Paul is writing to the church in Philippi, who had sent Epaphroditus to care for him.  Here he informs the church in Philippi that Epaphroditus had completed what was lacking in their service.

So what was lacking?  How was the church in Philippi’s service to Paul incomplete prior to their sending of Epaphroditus?

“The gift to Paul was the gift of the church as a body.  It was a sacrificial offering of love.  What was lacking . . . was the church’s presentation of this offering in person.”[14]

Understanding Philippians 2:30 allows us to understand what Paul means in Colossians 1:24.  “What is lacking is that the infinite value of Christ’s afflictions are not known in the world.  They are still a mystery (hidden) to most peoples.  And God’s intention is that the mystery be revealed”[15] and they are revealed through our suffering.  “Christ intends for the great commission to be a presentation to the nations of the sufferings of his cross, in the sufferings of his people.  That’s the way the commission will be finished folks!”[16]  Simply stated, suffering is one of the means by which we incarnate the gospel into culture.

F. Persecution as the Means by Which God is Advancing His Kingdom

In Matthew 11 John the Baptist, who is imprisoned, sends messengers to Jesus asking, “Are you the one who is to come, or shall we look for another” (11:3)?

“Go and tell John what you hear and see: 5the blind receive their sight and the lame walk, lepers are cleansed and the deaf hear, and the dead are raised up, and the poor have good news preached to them.  6And blessed is the one who is not offended by me” (11:4b-6).

Yes, Jesus is the one He is fulfilling the promise of Isaiah 61 but in His reply He makes no mention of proclaiming liberty to the captives.  Because captive John the Baptist would not be set free John was going to die.  And Jesus then addresses the crowds concerning John and in verse 12 explains, “From the days of John the Baptist until now the kingdom of heaven has suffered violence, and the violent take it by force.”  Commenting on this verse Erwin Raphael McManus exclaims, “God’s Kingdom is a Kingdom of war.

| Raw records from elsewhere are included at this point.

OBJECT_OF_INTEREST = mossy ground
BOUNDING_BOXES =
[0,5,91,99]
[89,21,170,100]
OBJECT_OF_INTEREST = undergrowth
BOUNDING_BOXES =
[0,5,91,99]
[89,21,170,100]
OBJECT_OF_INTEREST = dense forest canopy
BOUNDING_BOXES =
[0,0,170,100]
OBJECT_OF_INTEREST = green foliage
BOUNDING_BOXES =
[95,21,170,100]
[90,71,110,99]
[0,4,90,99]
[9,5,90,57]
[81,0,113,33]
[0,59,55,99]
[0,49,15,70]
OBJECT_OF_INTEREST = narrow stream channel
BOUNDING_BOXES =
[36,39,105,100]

Not where we kill but where we are willing to let others kill us. Not where we hate but we are willing to embrace the hate of others. Not where we are violent but where we take the violence of the world upon ourselves and allow the love of God to prevail. I wonder how many of us actually believe God can prevail if we love the worst of sinners; if we extend our lives into the most dangerous situation in the world?”

[1]David Garrison, Church Planting Movements: How God is Redeeming a Lost World (Bangalore, India: WIGTake Resources, 2004), 176-177.
[2]John Piper, “The Weapon Serves the Wielding Power,” Desiring God [on-line]; accessed 7 May 2013;; Internet.
[3]John Piper, Let The Nations Be Glad! The Supremacy of God In Missions (Grand Rapids: Baker Academic, 2003), 45.
[4]David Roach, “Mohler: Slain missionaries spotlight need for worldwide Gospel proclamation,” SBTS [on-line]; accessed 7 May 2013;; Internet.
[7]Charles L. Tieszen, “Mission in Contexts of Violence: Forging Theologies of Persecution and Martyrdom,” in Missions in Contexts of Violence, Evangelical Missiological Society Series, no. 15 (Pasedena, CA: William Carey Library, 2008), 86n6.
[8]Charles L. Tieszen, “Mission in Contexts of Violence: Forging Theologies of Persecution and Martyrdom,” in Missions in Contexts of Violence, Evangelical Missiological Society Series, no. 15 (Pasedena, CA: William Carey Library, 2008), 80.
[9]Ibid., 80.
[10]David Kenner, “Egypt’s Christians are under fire,” Foreign Policy [on-line]; accessed 7 May 2013;; Internet.
[11]“Bodies pile up after Nigeria riot,” BBC [on-line]; accessed 7 May 2013;; Internet.  See also “Riots in Nigeria leave many dead,” BBC [on-line]; accessed 7 May 2013;; Internet.
[12]Sunday Oguntola, “Church Leaders Debate Self-Defense,” Christianity Today [on-line]; accessed 7 May 2013;; Internet.
[13]John MacArthur, Hard to Believe: The High Cost and Infinite Value of Following Jesus (Nashville: Thomas Nelson Publishers, 2003), 135.
[14]Marvin R. Vincent, A Critical and Exegetical Commentary on the Epistles to the Philippians and to Philemon, The International Critical Commentary (Edinburgh: T. & T. Clark, 1979), 78.
[15]John Piper, “Called to Suffer and Rejoice: To Finish the Aim of Christ’s Afflictions,” Desiring God [on-line]; accessed 7 May 2013;; Internet.
[16]John Piper. Doing Missions When Dying Is Gain, October 27, 1996. [Sermon]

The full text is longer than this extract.